Rasa Troup

Personal information
- Full name: Rasa Michniovaitė-Troup
- Nationality: Lithuania
- Born: 1 March 1977 (age 49) Vilnius, Lithuania
- Height: 1.75 m (5 ft 9 in)

Sport
- Sport: Athletics
- Event: Steeplechase running

= Rasa Troup =

Lithuanian steeplechase runner

Rasa Troup (née Michniovaitė) (born March 1, 1977) is a Lithuanian steeplechase runner. She represented Lithuania at the 2008 Summer Olympics in Beijing, and competed in the inaugural women's 3000 m steeplechase. She is also a registered and licensed dietitian, specializing in health and nutrition, and a full-fledged member of the American Dietetic Association (ADA).

Born and raised in Vilnius from a highly sports-minded family, Troup started out her athletic career as a middle-distance runner, and had won several titles in national junior championships for both indoor and outdoor competitions. In 1998, she moved to the United States, and attended the University of Minnesota, where she played for the women's cross-country team, under head coach Gary Wilson. During her two-year collegiate team career, Troup had earned All-American honors in cross-country running, and later became the first athlete to win the Roy Griak invitational, as well as the program's first NCAA regional champion. She also posted times in middle-distance running, specifically in the 1000 and 1500 metres, while enjoying her athletic success. In 2000, she received her bachelor's degree in physiology, completed her master's degree in nutrition, and fulfilled her dietetic internship from the University of Minnesota.

After graduating from the university, Troup pursued to run and compete for the steeplechase as advised by her head coach. In 2005, she made her international debut, and represented her home nation at the IAAF World Championships in Helsinki, Finland. She posted her possible personal best time of 9:47.47, in the women's steeplechase event for the first time, finishing fifth in the second heat. Troup eventually entered the 2006 European Athletics Championships in Gothenburg, Sweden, only to miss the final by more than seven seconds in the first heat, with a time of 9:53.14.

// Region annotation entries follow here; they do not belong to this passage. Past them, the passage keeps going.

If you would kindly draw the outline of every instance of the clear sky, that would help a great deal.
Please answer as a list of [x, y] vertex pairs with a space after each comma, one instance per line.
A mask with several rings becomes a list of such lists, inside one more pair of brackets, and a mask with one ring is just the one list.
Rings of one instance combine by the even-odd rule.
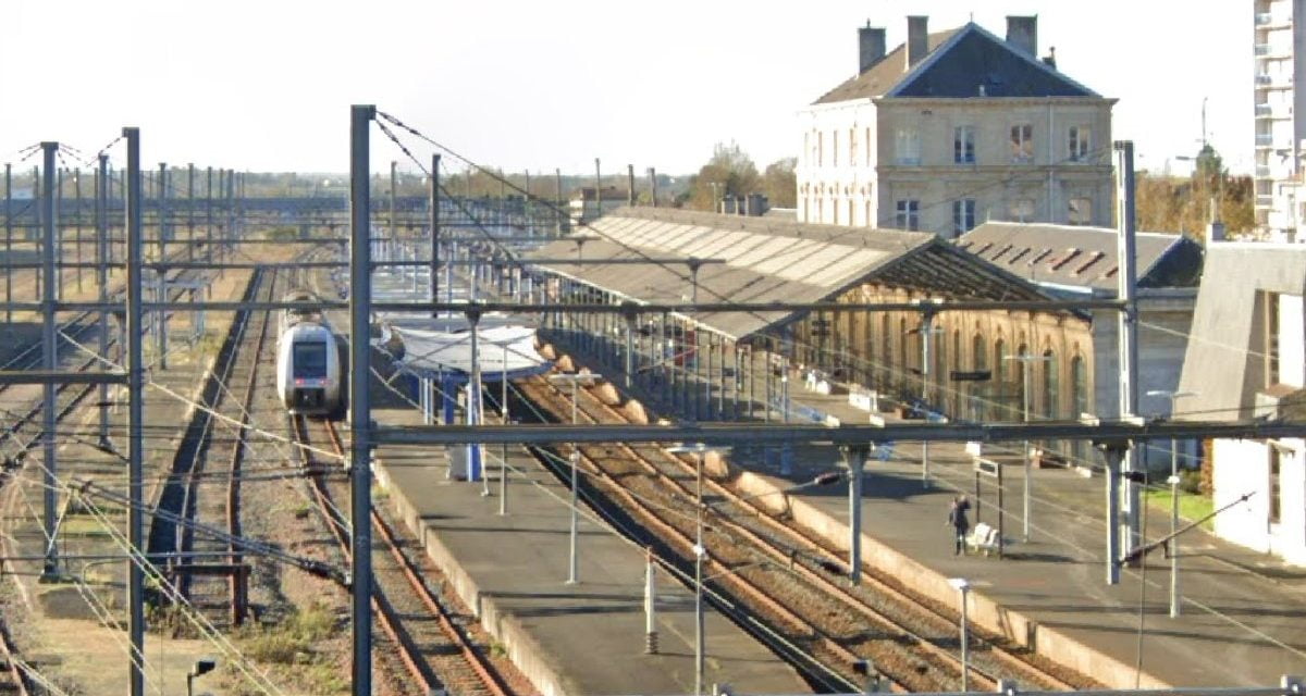
[[1208, 98], [1213, 145], [1251, 168], [1252, 8], [1235, 0], [5, 0], [0, 162], [140, 125], [150, 163], [345, 171], [347, 107], [376, 103], [511, 171], [688, 172], [729, 140], [761, 167], [797, 154], [797, 111], [853, 74], [858, 26], [892, 48], [906, 14], [936, 31], [972, 12], [998, 35], [1038, 14], [1040, 54], [1119, 99], [1114, 136], [1140, 167], [1196, 151]]

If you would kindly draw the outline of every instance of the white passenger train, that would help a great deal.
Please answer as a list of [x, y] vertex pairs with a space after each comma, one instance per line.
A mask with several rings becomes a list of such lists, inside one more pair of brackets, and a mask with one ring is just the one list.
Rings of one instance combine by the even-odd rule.
[[[293, 290], [286, 302], [315, 302]], [[338, 418], [345, 411], [343, 342], [316, 309], [286, 309], [277, 338], [277, 394], [293, 414]]]

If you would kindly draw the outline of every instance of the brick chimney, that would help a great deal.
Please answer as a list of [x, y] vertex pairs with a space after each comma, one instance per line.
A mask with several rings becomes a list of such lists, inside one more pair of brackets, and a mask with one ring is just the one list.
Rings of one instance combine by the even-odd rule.
[[865, 73], [882, 57], [884, 57], [884, 29], [871, 26], [871, 21], [867, 20], [866, 26], [857, 30], [857, 74]]
[[1007, 43], [1029, 57], [1038, 56], [1038, 16], [1008, 14]]
[[906, 69], [912, 69], [930, 51], [930, 18], [913, 14], [906, 18]]

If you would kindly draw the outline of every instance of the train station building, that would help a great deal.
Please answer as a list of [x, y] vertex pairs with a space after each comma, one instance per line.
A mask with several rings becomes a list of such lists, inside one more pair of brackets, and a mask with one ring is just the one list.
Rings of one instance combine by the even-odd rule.
[[[549, 260], [532, 266], [543, 299], [633, 307], [695, 299], [926, 306], [936, 299], [1050, 300], [1109, 295], [1117, 272], [1115, 232], [1105, 229], [989, 223], [952, 244], [923, 232], [627, 208], [596, 221], [579, 238], [584, 242], [562, 239], [535, 252]], [[588, 262], [556, 262], [577, 255]], [[1175, 236], [1140, 235], [1139, 255], [1140, 285], [1155, 286], [1162, 307], [1148, 317], [1165, 329], [1156, 349], [1143, 351], [1141, 373], [1151, 380], [1147, 388], [1174, 389], [1194, 291], [1170, 286], [1196, 282], [1200, 251]], [[683, 261], [624, 262], [641, 257]], [[614, 262], [596, 264], [599, 259]], [[1021, 420], [1118, 413], [1115, 381], [1094, 379], [1098, 370], [1115, 366], [1113, 312], [929, 315], [640, 315], [629, 338], [631, 384], [656, 403], [703, 419], [825, 417], [798, 413], [786, 400], [791, 388], [846, 392], [849, 402], [868, 414]], [[606, 356], [613, 370], [626, 370], [620, 317], [551, 317], [546, 329], [575, 349]], [[1047, 448], [1076, 456], [1068, 445]]]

Troup qualified for the 2008 Summer Olympics in Beijing, after reaching an A-standard time at a collegiate competition. She also became the first Lithuanian athlete at the Olympics, to compete in middle-distance running, and one of the first females to run for the steeplechase. In her sporting event, Troup finished eighth in the heats, with an impressive, newer personal best time of 9:30.21. Although she failed to advance into the semi-finals, she also set a national record for the steeplechase event.

==Sports nutrition and wellness==
Since she came to the United States in 1998, Troup had experience in many different areas of nutrition through proper physical training, and clinical and sports intervention. She fulfilled her internship from the University of Minnesota, because of her knowledge and adaptability in nutrition and health diet, and completed her master's degree in nutrition. After graduating from the university, Troup continued to raise awareness with sports nutrition and health. She has worked with many fitness trainers and experts, high school and collegiate teams, and even All-American and Paralympic athletes. Her services included nutrition assessments, meal planning, meals for home and travel, grocery shopping trips, and one-on-one consultations, regarding nutrition and proper health diet. One of her contributions towards nutrition and wellness included her dietary work for the women's cross-country team at the University of Minnesota.